Un diplomate résuma les exigences occidentales concernant Fordo en ces trois mots : Stop, shut and ship. Les iraniens adeptes de subtiles parties d’échec ignorèrent cette injonction.

Arrêter la production (Stop) ? Les embargos et sanctions qui contraignaient l’Iran à l’autarcie expliquent cette production. Fermer l’installation (shut) ? Sans les menaces de bombardements , il n’y aurait pas eu à construire une installation à grande profondeur pour éviter de constituer une cible. Expédier l’uranium enrichi hors d’Iran (ship) ? Dans un climat d’hostilité et de méfiance réciproque, comment garantir que la précieuse marchandise ne serait pas subtilisée ?

A ceci s’ajouta des indications d’actions de sabotage. En Janvier 2009, le New York Times avait rapporté que le président George W. Bush, à la fin de son second mandat, avait autorisé un programme visant les systèmes électriques et informatiques et d’autres réseaux . L’Administration Obama semble avoir poursuivi le programme. Ainsi, M. Fereydoun Abbassi qui dirigeait l’Organisation de l’énergie atomique de l’Iran échappa lui même de justesse à un assassinat dans sa voiture, avant sa nomination.

Lundi 17 septembre 2012, M. Abbasi révéla à l’AIEA que deux explosions avaient visé les alimentations électriques des deux installations d’enrichissement d’uranium, dont celui de Fordo le plus invulnérable aux bombardements. L’une des attaques eut lieu le 17 août, la veille de la visite d’inspecteurs internationaux de l’AIEA pour une visite surprise de Fordo. Les lignes électriques du site furent coupées à l’aide d’explosifs (une panne de courant est un moyen d’infliger des dommages aux centrifugeuses).

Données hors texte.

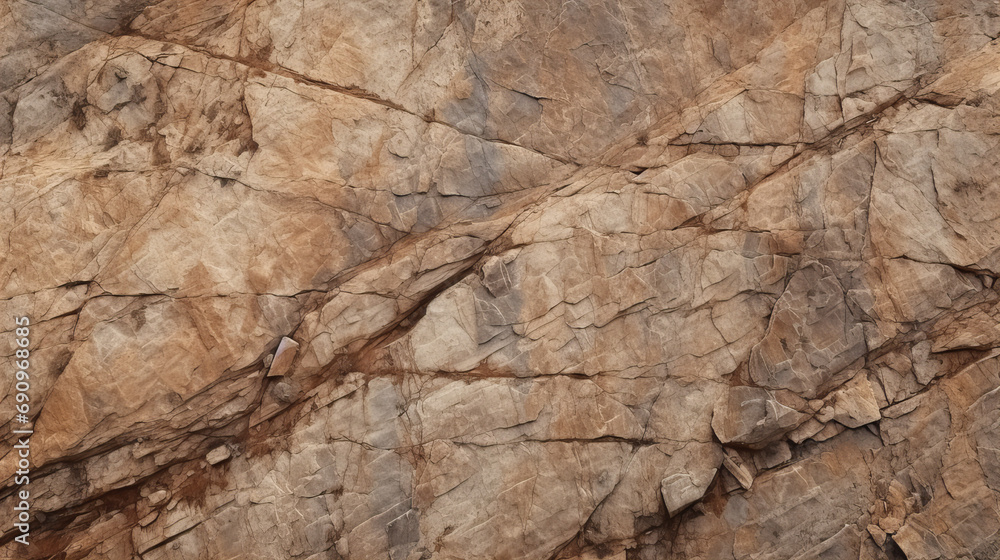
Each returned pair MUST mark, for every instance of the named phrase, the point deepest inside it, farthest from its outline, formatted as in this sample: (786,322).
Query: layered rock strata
(489,279)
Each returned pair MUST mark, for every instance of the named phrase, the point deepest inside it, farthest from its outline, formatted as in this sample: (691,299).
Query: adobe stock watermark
(22,406)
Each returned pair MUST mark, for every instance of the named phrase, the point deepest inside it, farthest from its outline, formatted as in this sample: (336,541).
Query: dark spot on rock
(78,117)
(113,138)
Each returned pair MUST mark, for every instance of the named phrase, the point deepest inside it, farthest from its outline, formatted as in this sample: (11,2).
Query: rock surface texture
(503,279)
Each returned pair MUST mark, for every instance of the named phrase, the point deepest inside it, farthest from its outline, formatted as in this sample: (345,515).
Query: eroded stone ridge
(504,279)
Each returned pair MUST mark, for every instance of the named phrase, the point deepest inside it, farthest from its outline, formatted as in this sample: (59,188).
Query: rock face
(502,279)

La situation s’est détendue depuis l’accord intérimaire de Genève de novembre 2013. l’Iran a accepté de transformer la moitié de ses 200 kilos d’uranium à 20% en uranium à 5% et l’autre moitié en combustible pour son réacteur médical de Téhéran. Le 17 avril 2014, l’AIEA constatait dans son rapport mensuel que l’Iran avait réduit de 75% son stock d’uranium enrichi à 20%, continuant ainsi à respecter le gel temporaire d’une partie de ses activités nucléaires.

Selon l’accord sighé à Lausane le 2 avril 2015, l’Iran convertira ses installations de Fordo en un centre de recherche de physique et de technologie nucléaire. et n’y enrichira pas d’uranium pour au moins 15 ans. La poursuite de l’enrichissement dans un site souterrain ne se justifie plus si comme on peut l’espérer à la suite de cette accord , les menaces d’options militaires sont abandonnées.